In the McCall mode, I am told that the company is targeting a global CEO type, which could be many execs from Europe (Mercedes might be a good place to start looking for candidates). This is key considering Uber’s many efforts internationally that remain challenging.

Uber is also scouring the scene for women execs, especially those who understand complex transportation or distribution systems. And it is less likely the winner will be a tech exec, said many sources, but one with a more varied corporate background.

Think transportation (Enterprise CEO Pam Nicholson). Think manufacturing (Lockheed Martin CEO Marillyn Hewson).

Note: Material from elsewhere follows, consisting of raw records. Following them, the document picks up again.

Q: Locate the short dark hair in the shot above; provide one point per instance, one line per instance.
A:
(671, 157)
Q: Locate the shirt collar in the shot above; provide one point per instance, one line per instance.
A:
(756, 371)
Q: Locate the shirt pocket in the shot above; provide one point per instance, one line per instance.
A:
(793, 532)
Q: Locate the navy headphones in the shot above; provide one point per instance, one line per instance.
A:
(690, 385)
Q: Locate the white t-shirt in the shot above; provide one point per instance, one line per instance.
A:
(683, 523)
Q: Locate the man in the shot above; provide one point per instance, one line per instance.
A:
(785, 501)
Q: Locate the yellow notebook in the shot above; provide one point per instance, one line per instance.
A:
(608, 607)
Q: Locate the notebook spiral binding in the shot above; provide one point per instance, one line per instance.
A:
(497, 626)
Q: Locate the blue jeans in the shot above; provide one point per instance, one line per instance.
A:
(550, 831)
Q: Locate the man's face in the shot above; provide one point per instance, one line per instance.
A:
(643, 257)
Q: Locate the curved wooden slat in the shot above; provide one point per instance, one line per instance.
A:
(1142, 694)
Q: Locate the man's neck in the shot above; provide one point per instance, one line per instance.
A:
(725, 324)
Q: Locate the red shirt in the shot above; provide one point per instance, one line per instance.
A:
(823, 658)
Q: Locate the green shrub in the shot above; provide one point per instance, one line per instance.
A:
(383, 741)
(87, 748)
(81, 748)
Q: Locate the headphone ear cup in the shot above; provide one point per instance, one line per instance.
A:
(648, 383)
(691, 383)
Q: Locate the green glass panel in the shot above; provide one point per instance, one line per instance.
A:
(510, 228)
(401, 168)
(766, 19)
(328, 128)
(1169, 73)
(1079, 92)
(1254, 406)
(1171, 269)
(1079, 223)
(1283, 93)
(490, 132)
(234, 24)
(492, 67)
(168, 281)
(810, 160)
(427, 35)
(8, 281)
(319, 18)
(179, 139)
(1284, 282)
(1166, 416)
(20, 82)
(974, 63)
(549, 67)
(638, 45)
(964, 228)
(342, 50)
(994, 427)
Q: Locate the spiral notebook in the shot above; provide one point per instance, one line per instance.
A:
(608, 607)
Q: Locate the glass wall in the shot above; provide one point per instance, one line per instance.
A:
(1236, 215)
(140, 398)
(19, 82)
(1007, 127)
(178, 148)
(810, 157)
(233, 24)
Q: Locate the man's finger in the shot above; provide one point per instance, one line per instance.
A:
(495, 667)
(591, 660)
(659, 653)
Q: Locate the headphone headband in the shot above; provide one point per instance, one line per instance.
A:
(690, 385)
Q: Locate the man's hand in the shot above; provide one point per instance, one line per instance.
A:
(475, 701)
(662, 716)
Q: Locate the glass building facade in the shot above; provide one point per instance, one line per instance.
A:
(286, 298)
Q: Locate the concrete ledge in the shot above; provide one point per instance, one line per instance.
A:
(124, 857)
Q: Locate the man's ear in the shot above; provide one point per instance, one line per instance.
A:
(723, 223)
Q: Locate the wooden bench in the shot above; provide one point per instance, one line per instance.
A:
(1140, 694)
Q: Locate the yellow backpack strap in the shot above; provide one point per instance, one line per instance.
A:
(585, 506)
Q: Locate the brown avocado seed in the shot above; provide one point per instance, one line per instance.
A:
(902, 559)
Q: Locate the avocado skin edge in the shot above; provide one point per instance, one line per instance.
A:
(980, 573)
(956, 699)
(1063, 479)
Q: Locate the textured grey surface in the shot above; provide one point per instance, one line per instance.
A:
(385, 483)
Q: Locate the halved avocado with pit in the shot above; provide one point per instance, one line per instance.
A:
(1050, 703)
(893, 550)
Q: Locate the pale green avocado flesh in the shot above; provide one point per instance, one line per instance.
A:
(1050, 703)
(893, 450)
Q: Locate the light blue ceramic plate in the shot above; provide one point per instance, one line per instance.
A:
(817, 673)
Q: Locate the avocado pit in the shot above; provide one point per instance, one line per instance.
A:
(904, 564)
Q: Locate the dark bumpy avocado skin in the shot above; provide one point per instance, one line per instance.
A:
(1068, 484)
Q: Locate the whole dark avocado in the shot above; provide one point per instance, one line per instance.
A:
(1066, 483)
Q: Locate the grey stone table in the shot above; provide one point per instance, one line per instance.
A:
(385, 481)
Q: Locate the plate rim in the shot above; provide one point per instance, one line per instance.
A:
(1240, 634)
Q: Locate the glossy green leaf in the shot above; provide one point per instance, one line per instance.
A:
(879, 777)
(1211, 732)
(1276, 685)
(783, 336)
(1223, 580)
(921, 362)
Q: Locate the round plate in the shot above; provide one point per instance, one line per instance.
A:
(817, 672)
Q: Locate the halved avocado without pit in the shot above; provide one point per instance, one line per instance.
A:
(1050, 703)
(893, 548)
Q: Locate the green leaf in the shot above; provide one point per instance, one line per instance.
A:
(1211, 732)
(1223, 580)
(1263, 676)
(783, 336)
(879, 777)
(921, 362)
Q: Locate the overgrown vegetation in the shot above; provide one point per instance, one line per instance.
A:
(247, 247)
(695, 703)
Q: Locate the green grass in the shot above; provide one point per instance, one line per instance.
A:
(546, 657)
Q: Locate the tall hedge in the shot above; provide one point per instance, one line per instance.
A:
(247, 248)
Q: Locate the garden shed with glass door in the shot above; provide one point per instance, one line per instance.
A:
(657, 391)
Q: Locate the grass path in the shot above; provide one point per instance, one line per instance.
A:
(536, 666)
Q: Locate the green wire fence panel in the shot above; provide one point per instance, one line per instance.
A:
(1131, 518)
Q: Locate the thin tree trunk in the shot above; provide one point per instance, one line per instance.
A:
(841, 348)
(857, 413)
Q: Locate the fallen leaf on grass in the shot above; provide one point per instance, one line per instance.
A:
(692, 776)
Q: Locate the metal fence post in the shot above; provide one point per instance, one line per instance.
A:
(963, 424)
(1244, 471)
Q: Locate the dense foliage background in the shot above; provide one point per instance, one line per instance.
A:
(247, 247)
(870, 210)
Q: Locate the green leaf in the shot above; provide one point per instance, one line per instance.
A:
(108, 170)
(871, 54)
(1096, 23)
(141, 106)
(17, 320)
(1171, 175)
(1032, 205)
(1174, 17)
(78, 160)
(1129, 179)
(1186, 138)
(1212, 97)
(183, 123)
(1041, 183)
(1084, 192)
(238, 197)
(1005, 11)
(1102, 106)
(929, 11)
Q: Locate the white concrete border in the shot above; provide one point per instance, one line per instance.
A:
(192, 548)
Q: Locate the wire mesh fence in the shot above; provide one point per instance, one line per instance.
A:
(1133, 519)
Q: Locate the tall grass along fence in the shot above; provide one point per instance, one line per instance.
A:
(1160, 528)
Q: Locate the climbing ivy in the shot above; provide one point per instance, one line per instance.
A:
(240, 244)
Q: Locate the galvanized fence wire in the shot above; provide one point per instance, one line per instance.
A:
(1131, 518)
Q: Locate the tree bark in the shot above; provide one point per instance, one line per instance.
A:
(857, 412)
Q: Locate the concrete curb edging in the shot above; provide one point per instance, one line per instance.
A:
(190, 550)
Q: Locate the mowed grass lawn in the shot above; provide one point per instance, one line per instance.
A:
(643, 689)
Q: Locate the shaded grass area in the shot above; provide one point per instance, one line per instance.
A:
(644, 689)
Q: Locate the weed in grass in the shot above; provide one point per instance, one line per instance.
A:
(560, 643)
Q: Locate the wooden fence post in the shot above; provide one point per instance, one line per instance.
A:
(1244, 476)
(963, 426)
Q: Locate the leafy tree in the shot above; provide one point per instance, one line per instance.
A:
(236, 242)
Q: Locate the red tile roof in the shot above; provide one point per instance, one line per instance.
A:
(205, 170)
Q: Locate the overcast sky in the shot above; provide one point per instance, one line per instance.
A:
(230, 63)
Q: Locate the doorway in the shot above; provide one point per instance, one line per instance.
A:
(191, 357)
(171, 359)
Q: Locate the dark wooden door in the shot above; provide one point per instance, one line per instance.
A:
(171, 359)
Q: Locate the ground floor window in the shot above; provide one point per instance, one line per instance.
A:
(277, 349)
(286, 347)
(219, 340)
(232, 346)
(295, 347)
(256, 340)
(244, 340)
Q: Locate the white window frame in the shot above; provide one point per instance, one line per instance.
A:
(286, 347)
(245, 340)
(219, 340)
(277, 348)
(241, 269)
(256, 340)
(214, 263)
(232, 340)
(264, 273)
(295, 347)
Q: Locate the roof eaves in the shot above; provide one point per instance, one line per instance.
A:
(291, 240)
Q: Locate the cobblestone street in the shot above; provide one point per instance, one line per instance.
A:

Think retail (CVS Pharmacy president Helena Foulkes).

Most of all, sources close to the situation said Uber wants a no-drama CEO who is capable of attracting capital (the obscenely funded startup needs to fundraise again soon); will be able to take the company public (look to 2019); and also will be able to attract new talent for the many open top jobs at Uber.

In fact, the lack of key management at Uber is astonishing given all the incoming it faces on a daily basis against ever-powerful rivals and with all its current travails (the Alphabet lawsuit, numerous regulatory probes, internal systems failures).

“We don’t have time to make a mistake, and we have very little time,” said one person close to the situation. “It’s both a great opportunity and an awful task for whoever gets it.”